Wildeshausen - WILDESHAUSEN (msi) · Eine jahrhundertelange Handwerkstradition, komprimiert auf eine 40-Minuten-DVD, dieses anspruchsvolle Vorhaben hat jetzt der Bürger- und Geschichtsverein (BGV) umgesetzt. Am gestrigen Donnerstagmorgen stellten Bernd Oeljeschläger, Vorsitzender des BGV, Fotografin Marianne Steinkamp und der Journalist und Filmemacher Peter Kratzmann den Dokumentarfilm über die Lohgerberei Benecke vor.

„Wir möchten mit dem Film den gegenwärtigen Zustand der Gerberei dokumentieren und erfassen“, nannte Oeljeschläger die Beweggründe für die aufwändige Produktion.

1970 stellte Bernhard Benecke als letzter verbliebener Lohgerber in Wildeshausen den Betrieb seiner Werkstatt an der Huntestraße ein. Seitdem scheinen die Räume hinter dem Wohnhaus in einer Art Dornröschenschlaf zu liegen.

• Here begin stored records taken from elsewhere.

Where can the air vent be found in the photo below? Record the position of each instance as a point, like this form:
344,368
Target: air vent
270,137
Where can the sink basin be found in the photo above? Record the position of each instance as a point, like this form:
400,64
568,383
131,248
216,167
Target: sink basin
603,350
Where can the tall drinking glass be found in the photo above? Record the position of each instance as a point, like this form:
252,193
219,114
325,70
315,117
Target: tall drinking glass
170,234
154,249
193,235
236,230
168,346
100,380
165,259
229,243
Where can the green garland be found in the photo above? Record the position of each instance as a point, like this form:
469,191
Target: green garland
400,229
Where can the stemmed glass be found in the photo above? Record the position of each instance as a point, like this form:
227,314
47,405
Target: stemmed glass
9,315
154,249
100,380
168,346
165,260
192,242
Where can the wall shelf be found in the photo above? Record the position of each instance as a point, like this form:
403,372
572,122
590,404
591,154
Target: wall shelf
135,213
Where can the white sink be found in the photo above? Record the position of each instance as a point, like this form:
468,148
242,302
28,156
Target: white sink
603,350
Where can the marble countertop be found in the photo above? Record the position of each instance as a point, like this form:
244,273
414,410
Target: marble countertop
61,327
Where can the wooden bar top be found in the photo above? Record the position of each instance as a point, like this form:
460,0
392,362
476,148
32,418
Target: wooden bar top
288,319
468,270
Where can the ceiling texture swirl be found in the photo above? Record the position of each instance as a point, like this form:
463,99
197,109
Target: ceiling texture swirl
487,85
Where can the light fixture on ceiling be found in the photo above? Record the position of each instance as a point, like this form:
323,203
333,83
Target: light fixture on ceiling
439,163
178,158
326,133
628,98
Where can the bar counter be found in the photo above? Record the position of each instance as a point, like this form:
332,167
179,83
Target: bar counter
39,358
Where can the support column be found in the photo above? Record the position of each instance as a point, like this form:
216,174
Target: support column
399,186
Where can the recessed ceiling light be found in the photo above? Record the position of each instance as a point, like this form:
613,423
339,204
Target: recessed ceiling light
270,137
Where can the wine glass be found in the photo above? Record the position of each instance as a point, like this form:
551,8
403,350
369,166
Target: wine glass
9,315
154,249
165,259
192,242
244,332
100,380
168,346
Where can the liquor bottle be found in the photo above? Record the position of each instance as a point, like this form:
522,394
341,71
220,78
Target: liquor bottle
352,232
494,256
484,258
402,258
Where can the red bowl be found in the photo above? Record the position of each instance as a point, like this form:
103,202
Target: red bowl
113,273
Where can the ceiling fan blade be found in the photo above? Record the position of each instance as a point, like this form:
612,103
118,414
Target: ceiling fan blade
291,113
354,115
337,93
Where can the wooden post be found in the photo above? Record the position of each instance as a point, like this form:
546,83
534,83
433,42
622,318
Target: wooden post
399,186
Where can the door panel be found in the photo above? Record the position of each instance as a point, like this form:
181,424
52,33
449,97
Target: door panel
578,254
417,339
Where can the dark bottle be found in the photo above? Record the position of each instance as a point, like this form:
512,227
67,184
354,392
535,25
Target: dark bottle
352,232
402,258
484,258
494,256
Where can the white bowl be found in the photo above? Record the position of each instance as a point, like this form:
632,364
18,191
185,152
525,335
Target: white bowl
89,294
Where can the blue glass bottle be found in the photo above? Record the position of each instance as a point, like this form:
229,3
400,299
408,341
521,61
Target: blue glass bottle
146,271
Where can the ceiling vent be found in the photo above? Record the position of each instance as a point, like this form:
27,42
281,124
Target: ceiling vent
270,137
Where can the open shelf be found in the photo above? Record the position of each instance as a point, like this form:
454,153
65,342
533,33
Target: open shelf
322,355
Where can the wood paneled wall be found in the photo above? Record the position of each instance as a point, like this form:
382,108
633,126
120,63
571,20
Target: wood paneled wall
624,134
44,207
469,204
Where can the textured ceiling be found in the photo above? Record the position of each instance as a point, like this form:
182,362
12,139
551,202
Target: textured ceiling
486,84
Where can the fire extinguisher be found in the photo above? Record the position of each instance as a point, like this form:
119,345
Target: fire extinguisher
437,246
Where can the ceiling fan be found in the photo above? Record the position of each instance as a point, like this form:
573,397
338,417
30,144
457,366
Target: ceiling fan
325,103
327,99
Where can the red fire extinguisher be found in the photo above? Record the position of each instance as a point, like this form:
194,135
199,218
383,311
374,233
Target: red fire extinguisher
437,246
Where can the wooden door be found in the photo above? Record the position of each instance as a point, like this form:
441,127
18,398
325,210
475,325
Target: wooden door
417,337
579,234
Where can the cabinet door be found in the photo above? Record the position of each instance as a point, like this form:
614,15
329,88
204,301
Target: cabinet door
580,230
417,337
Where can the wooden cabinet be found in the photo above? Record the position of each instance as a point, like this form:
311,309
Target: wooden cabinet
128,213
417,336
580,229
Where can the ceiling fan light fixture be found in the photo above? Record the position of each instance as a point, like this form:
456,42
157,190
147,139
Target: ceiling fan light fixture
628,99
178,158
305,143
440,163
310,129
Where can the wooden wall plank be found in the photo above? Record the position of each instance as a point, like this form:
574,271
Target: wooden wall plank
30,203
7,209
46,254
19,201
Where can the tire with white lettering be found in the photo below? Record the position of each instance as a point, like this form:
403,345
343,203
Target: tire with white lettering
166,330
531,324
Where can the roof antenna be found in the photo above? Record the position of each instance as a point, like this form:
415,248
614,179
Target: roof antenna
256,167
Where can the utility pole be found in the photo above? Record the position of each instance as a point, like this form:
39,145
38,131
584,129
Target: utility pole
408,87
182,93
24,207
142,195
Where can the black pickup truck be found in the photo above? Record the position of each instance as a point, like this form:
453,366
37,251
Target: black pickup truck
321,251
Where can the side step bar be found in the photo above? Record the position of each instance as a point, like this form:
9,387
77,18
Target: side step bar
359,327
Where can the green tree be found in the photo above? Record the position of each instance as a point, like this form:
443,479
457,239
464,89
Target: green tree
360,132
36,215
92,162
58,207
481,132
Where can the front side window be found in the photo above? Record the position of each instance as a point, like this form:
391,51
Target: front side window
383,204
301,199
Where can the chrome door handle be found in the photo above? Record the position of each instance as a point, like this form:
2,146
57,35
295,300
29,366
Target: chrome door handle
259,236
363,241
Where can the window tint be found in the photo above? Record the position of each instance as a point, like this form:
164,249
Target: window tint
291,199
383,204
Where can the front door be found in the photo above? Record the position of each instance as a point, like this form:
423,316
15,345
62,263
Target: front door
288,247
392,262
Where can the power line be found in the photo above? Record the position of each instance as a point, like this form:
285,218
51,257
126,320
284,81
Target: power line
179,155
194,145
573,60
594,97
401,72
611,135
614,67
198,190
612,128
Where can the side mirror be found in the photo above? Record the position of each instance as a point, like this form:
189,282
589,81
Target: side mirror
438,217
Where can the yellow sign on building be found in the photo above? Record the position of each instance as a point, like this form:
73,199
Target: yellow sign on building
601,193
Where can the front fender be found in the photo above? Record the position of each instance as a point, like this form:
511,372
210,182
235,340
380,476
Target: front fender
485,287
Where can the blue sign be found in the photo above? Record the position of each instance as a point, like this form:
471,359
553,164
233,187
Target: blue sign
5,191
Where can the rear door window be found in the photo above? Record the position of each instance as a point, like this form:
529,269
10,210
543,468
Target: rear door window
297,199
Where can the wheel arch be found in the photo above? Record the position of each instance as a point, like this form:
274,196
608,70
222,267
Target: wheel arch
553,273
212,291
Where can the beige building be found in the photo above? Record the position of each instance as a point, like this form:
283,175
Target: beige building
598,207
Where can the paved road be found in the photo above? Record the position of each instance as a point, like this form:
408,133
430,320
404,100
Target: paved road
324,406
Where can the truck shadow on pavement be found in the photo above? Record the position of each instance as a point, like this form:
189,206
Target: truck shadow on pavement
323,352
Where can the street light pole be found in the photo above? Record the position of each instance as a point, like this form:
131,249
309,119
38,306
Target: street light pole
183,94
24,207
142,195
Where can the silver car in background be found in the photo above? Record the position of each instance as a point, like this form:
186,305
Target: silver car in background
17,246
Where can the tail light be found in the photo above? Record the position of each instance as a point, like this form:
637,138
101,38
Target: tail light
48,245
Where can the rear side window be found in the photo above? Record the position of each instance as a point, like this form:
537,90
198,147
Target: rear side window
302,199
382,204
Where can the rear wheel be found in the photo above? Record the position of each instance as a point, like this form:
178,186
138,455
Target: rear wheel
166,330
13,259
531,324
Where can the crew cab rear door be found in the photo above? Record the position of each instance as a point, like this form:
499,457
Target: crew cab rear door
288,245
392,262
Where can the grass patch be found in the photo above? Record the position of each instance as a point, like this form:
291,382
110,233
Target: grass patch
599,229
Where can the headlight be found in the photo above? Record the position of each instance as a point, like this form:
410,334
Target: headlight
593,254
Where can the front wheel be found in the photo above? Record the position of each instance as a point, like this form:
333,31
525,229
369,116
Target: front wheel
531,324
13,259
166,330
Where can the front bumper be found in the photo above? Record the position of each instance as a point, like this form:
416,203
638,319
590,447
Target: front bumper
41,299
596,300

„In der Werkstatt sieht es aus, als wäre gerade Kaffeepause“, beschreiben Oeljeschläger und Kratzmann ihre Eindrücke während des Filmens.

Nach Oeljeschlägers Informationen ist die alte Lohgerberei Benecke die einzige ihrer Art in Deutschland, die in ihrer Gesamtheit erhalten ist. „Es gibt mehrere Museen, die sich des Themas annehmen und verschiedene Objekte ausstellen. Aber nirgendwo ist ein Betrieb vollständig erhalten“, weist er auf die historische Bedeutung des Kleinods hin.

Im Mai 2010 wurde der Dokumentarstreifen an einem Tag abgedreht. Bernhard Benecke durchstreifte mit Bernd Oeljeschläger die Werk-statträume. In zehn Stationen dokumentiert der Film die Arbeitsabläufe. Angefangen von der Anlieferung der Felle über die Farbengänge und den Trockenboden bis zur Lohmühle und dem Dachboden, auf dem noch heute Bündel mit Lohe, der Eichenrinde, die zum Gerben verwendet wurde, lagern.

Peter Kratzmann hat über fünf Stunden Filmmaterial zu einem 40-minütigen Film geschnitten, vertont und fertiggestellt. Alte Fotoaufnahmen aus dem Familienbesitz Benecke wurden ebenso eingearbeitet wie aktuelle Aufnahmen, die Marianne Steinkamp beisteuerte. Die Dötlingerin Helga Bürster führt als Sprecherin in die Geschichte der Lohgerber in Wildeshausen ein.

Öffentlich ist der Film erstmals am Sonntag, 26. September, um 11 Uhr in den Lindenhof Lichtspielen zu sehen. „Inhaber Thomas Ahrens hat sofort seine Unterstützung zugesagt“, freute sich Bernd Oeljeschläger. Erhältlich ist der Film dann auch auf DVD. Bis zur Premiere wird Peter Kratzmann noch letzte Feinarbeiten an der DVD-Hülle vornehmen.